Thank you very much, Chair.
I'll keep my comments brief. I see my role here as one of responding to questions and queries from the committee.
My relationship with Sri Lanka is now, I'm embarrassed to say, almost 29 years long. I first went to Sri Lanka in 1980. Much has happened since then.
Currently, I'm a professor of peace and conflict studies at Saint Paul's University. Over the last 15 years I've gone back and forth to Sri Lanka, and in the last five years, probably three or four times a year. I go back to undertake a variety of different types of policy-focused research. I work with different international development organizations, as well as bilateral organizations.
I will keep it short.
It is not worth our while for me to repeat some of the excellent reporting that has been done on Sri Lanka. So I will refer you to a number of reports that I've been reading over the last six months. The first is the Human Rights Watch report, War on the Displaced, which is very detailed and empirical, and generates, I think, a very useful set of recommendations worth our attention.
The second two documents that I think are worth reading, if you haven't already done so, are from the Human Rights Council, first, the report of the special rapporteur on torture and other cruel, inhuman, and degrading treatment and punishment. That was published in February 2008. The Human Rights Watch report was published very recently, in February 2009. And the second, and the last, official document I'll refer you to is the report of the representative of the secretary-general on the human rights of internally displaced persons.
I think empirically, and having sat through the presentations by the Red Cross, you should have a fairly clear idea of where the situation is right now on the ground. It's very fluid.
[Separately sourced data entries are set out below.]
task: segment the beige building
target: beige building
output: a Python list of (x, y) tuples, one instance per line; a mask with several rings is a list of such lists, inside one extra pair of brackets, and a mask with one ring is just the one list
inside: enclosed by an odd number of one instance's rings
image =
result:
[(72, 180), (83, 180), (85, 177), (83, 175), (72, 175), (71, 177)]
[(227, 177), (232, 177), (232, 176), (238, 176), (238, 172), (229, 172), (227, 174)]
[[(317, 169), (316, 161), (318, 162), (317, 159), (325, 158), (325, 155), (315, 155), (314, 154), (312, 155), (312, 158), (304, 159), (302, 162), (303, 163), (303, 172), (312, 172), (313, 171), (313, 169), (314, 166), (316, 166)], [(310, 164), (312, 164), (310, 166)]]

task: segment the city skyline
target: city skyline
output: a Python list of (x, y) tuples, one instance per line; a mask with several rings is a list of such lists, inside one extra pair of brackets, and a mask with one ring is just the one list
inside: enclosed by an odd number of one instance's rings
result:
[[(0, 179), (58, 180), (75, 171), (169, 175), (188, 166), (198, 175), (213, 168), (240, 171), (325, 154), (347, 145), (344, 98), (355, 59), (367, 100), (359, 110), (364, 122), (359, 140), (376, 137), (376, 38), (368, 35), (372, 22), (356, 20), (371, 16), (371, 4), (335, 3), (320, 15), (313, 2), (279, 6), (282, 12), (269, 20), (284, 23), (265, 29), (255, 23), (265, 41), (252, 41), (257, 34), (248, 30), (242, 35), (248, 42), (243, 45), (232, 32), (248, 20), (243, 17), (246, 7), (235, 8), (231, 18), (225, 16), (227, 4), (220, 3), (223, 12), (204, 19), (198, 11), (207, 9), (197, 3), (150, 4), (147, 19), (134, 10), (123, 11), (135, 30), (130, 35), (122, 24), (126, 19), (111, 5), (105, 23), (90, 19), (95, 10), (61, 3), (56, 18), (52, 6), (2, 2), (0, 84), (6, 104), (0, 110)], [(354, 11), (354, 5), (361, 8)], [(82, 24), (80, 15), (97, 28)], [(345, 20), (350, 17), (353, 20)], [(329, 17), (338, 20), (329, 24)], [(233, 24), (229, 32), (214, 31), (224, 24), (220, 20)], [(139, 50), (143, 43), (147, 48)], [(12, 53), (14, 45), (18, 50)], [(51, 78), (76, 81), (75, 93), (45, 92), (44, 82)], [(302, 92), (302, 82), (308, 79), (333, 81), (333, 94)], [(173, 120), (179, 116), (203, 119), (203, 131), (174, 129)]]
My starting point is to sketch out a little bit of the context, as I see it right now, in terms of Canada and other international actors trying to effect positive change on the ground for the protections of civilians and the protection and promotion of human rights.
First of all, I have to say that over the span of the last 29 years, I haven't seen the situation in Sri Lanka quite as dismal as it is today, in terms of the levels of disappearances, systematic human rights abuses, and a regime that has rabid antipathies towards the international community. We're seeing international organizations' development workers thrown out of the country, we're seeing international NGOs accused unfairly of having LTTE sympathies, we're seeing the killing of NGO workers on the ground, and certainly we're seeing the blocking of access by the media and humanitarian assistance to areas in the north and the east.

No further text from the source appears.